Attorney
4801 Main Street, Suite 1000
Kansas City, MO 64112
Direct: 816.983.8391
Fax: 816.983.8080
kate.haynes@huschblackwell.com
July 12, 2013
Suzanne Hayes
Assistant Director
Division of Corporation Finance
Securities and Exchange Commission
100 F Street, N.E.
Washington, D.C. 20549-4561
Re: | Commerce Bancshares, Inc. | ||
Form S-4 | |||
Filed on June 21, 2013 | |||
File No. 333-189535 |
On behalf of Commerce Bancshares, Inc. (the “Company”), we are writing to respond to the comments of the staff (the “Staff”) of the Division of Corporation Finance of the Securities and Exchange Commission (the “Commission”) set forth in your letter dated July 8, 2013 (the “Comment Letter”), with respect to the Registration Statement on Form S-4 (the “Registration Statement”).
For ease of reference, the Staff’s comment is reproduced below in its entirety in bold, followed by the response.
1. | We note the references to D.A. Davidson’s presentations to the Boards of Directors of Summit and Summit Bank. Information about any reports, opinions or appraisals that are materially related to the transaction and referred to in the registration statement are required to be disclosed in the registration statement and filed as exhibits.
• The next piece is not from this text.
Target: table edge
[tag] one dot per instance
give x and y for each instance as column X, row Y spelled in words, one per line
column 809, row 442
To the extent not already provided, please revise your disclosure to provide the information required by Item 1015(b) of Regulation M-A. Please note that oral reports, if material, should be summarized and disclosed in the registration statement or filed as exhibits. Further, please provide us a copy of any board books or similar materials for our review. Please refer to Items 4(b) and 21(c) of Form S-4. |
Husch Blackwell LLP
Ms. Suzanne Hayes
July 12, 2013
Page 2
Response: The Company believes that the disclosure required by Items 4(b) and 21(c) of Form S-4 is not applicable to the presentation by D.A. Davidson & Co. (“D.A. Davidson”). Items 4(b) and 21(c) require disclosure regarding any “report, opinion or appraisal materially relating to the transaction” that has been received from an outside party and referred to in the prospectus. As described below, we do not believe that the D.A. Davidson presentation constitutes a report, opinion or appraisal materially relating to the proposed transaction, notwithstanding their reference in the Registration Statement.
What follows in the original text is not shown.